His life contributions include sending two legates to the first ecumenical council. Though not there in person, through those delegates, he was involved in the important negotiations concerning Arianism, which had precipitated Emperor Constantine’s to call for the Council of Nicaea. The acrimonious debate had badly divided the churches throughout many parts of the empire. It centered on the question of Christ’s relationship to God the Father, specifically whether the Logos—the preexisting Son of God—was begotten by God at a definite point in time or whether he existed with God from the beginning. In condemning the views of Arius, the council adopted the idea that Christ and the Father were not merely of “like substance” but of precisely the “same substance,” with Christ having been “eternally begotten of the Father” and “not made.” The key expression homooúsion (i.e., same substance or consubstantial) was championed by Bishop Athanasius of Alexandria and approved by Constantine himself.
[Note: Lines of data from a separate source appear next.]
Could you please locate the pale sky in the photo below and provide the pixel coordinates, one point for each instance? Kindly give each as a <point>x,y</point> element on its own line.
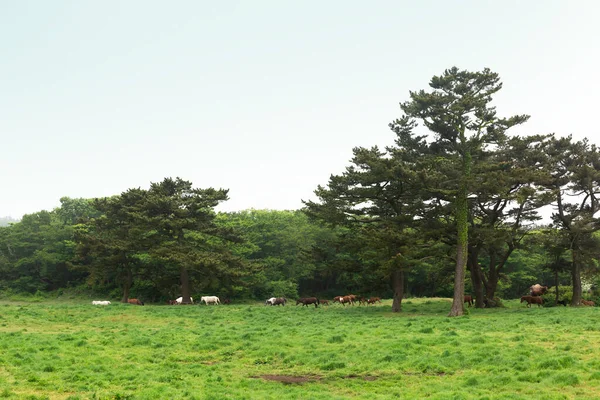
<point>264,98</point>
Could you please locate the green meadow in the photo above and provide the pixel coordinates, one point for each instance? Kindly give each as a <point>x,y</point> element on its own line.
<point>73,350</point>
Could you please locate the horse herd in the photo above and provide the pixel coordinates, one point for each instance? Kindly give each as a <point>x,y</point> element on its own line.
<point>535,297</point>
<point>306,301</point>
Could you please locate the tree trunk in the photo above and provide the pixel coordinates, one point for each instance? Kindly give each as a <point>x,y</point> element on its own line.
<point>462,227</point>
<point>185,287</point>
<point>127,286</point>
<point>556,285</point>
<point>576,278</point>
<point>476,278</point>
<point>492,282</point>
<point>398,287</point>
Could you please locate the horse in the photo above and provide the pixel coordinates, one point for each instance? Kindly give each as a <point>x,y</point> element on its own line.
<point>179,300</point>
<point>305,301</point>
<point>469,299</point>
<point>279,300</point>
<point>210,299</point>
<point>346,299</point>
<point>270,301</point>
<point>533,300</point>
<point>538,290</point>
<point>136,302</point>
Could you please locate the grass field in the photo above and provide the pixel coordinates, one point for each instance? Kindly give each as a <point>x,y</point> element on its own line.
<point>78,351</point>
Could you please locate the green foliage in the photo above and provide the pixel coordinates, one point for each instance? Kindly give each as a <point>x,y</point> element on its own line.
<point>56,350</point>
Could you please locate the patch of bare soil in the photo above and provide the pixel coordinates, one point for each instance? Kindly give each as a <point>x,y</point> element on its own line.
<point>366,378</point>
<point>289,379</point>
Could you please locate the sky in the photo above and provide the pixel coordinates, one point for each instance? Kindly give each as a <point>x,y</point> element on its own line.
<point>264,98</point>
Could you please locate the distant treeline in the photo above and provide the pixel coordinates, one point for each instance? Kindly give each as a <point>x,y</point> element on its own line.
<point>5,221</point>
<point>121,249</point>
<point>452,207</point>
At an early date, tradition brings Sylvester into an intimate relationship with that first emperor of the Christian era, but most of those accounts appear to be apocryphal. Especially important to his memory was the Vita beati Sylvestri, which appeared in the East and has been preserved in Greek, Syriac, and Latin. In that work, there is mention of a supposed Roman council, produced between 501 and 508 AD. Also, the questionable Donation of Constantine (Lat. Donatio Constantini) made Sylvester a pivotal figure in medieval Christianity, as it portrayed him as the recipient of imperial lands and authority, along with his successors in the papacy. The other accounts given in all such writings—concerning the supposed persecution of Sylvester, his healing and baptism of Constantine, the emperor’s gift to the pope, the imperial rights granted to the papacy, and the council of 275 bishops at Rome, not to mention Sylvester’s rescuing Rome from a dragon, though historically doubtful, these elements contributed to his becoming a more memorable papacy.